What is most valuable?
The valuable features are the cost and the convenience of the physical machines, meaning that you can have multiple virtual machines that you can use for many other different tools, not just Hyperion. We work with different Oracle products such as EBS, OBIEE, and Hyperion and they're all integrated so we don't have to have different physical servers located in our datacenter. What you can do is create different virtual machines in the same physical server and use that for any of our products.
How has it helped my organization?
For example, we are going to upgrade our Oracle BI product, so that needs to have more servers. What we are thinking to do is to create more VM's in the same physical server instead of buying more physical servers. It's just a matter of creating a new virtual machine, which is not a big task for the administration team. Probably within an hour they're able to build up a new server for us, so it's easy, faster and cheaper that way.
What needs improvement?
Initially, you did not have an option in Oracle VM to build an image and just restore into a different physical or virtual environment, but now the option is included. That's one thing I thought wasn't there and wanted to have, because we are planning to move our Essbase database server from physical to virtual, and I thought it's not going to be easier because you can't just export the physical server and just import everything into the virtual machine. Now the integration is there. You can export the physical server's configuration, their registries and everything, the databases and then just import them to virtual machines. That's the only lacking feature I thought was with VM, but they have included it.

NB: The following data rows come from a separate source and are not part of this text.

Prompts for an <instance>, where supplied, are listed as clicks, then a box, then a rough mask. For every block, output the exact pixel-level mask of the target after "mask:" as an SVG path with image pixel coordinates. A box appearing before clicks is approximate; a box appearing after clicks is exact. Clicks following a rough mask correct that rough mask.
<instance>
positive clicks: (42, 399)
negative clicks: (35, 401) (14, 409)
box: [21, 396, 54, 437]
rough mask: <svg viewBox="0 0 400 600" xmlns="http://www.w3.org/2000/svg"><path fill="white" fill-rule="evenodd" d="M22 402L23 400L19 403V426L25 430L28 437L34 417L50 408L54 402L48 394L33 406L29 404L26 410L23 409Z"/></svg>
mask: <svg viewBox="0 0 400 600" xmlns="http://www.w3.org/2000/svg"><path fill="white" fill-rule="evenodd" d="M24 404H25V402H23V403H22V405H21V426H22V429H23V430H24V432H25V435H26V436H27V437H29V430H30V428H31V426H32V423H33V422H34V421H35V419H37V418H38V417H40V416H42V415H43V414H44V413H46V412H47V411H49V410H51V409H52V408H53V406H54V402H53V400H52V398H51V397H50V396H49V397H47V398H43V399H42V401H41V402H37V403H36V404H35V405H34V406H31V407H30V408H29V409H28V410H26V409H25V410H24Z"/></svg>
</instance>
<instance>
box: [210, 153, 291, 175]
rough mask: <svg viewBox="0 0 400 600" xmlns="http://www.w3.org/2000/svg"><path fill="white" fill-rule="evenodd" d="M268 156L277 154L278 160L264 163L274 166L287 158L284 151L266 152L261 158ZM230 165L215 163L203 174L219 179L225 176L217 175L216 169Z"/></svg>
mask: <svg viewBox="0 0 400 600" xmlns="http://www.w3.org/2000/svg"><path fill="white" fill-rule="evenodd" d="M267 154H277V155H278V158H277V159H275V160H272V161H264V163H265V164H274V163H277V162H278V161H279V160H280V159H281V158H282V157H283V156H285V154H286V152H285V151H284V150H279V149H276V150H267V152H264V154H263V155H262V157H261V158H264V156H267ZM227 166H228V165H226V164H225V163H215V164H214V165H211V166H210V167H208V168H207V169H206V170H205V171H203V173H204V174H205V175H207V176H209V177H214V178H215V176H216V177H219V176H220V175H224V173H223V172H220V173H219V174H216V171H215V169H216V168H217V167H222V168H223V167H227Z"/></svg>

It still takes some time and the valuations have to be done by the admin, so it still is taking more time. That's, I think, one of the challenges that we recently had when we were talking to our administration team. The Windows and Linux admins took some time, like a couple of days, to build servers for us, which as far as I think being an IT person, it's a virtual machine. Once you have the image it should be easy enough to import it into the new virtual machine, built up like a snapshot.
I think they could make the implementation faster. It's still taking some time, which should be eliminated in the future, I think, and it will be because I've seen a lot of improvement already.
What was my experience with deployment of the solution?
If deployment could be more faster, that would good, but right now it's fine. It solved my problem of migrating from physical to virtual, so initially I had to reinstall Essbase and it's a big challenge in the Linux machine.
What do I think about the stability of the solution?
I haven't seen any big issue with the stability. There have been no issues with instability that I've seen.
What do I think about the scalability of the solution?
It's been able to scale for our needs.
How was the initial setup?
Within one day, we had migrated a physical to virtual server and then we had a database working, and it was like seamless transition. We just changed the alias of that machine to whatever the listing server alias name was, and the application picked up right away.
What about the implementation team?
We implemented it with our in-house team.
Which other solutions did I evaluate?
I looked into vSphere and Hyper-V, and then decided that we could not go with any other non-Oracle virtual technology. It had to be Oracle VM, so that's one thing I wanted to make sure was that we had Oracle VM as a new server, otherwise Hyperion is not going to be supported on non-Oracle virtual servers.
For us, the biggest thing I think is the compatibility with all the other Oracle products. We have ERP and EPM and all these reporting tools like BI. The most important factor for us is when you talk about the compatibility of all these different products, it has to have compatibility with dependent operating systems, the servers, the database, Internet Explorer browsers, Java, and all those different tools that are integrated in our system.
If we go with any other virtual servers or virtual products, let's say VMware, it is compatible but it's not 100% guaranteed that we'll be supported by Oracle support. Let's say in the future if we have a problem, Oracle support might say we are not able to support because you are using third-party tools. That's the most important factor and advantage over other tools in the market available when we choose to go with Oracle.
We just did the upgrade of our Oracle Hyperion, so one thing I learned is we could not go with any other tool because we have all these Oracle products integrated tightly and we cannot just install them on some other non-Oracle products. I think we are also talking about to move from physical to virtual for one of our Essbase databases. Right now it's on Essbase, which is under Hyperion, on a physical server, so again, just to take advantage of the cost and the recovery and the disaster recovery and all those benefits that virtual machine has to offer.
What other advice do I have?
Prepare for the development time and the allocation of resources. That's the key thing. When you're building an image or a Oracle VM server, how much resources are you allocating? Let's say for example, the storage and buffer memory and the processor speed for each of your instance for that physical server capable of 100 gigabyte of memory, and then you're trying to build 10 servers out of it that are virtual servers. You need to analyze and review, out of those 10 servers, which server needs more resource and more hard space based on your application growth. That is the key thing that I've seen. Some admins don't pay attention when they're building the package. It really depends on the factor of what tool is going to be implemented on what server. How much space and how much processor speed is it going to need?
For example, the Essbase database in Hyperion needs a lot of memory and processing speed. It needs more threads to calculate the data, so for that you need to allocate as much resources as you can as compared to maybe other tools which don't need that much of resources.
Planning to build your package for your client for the virtual machine on the physical server is the key thing.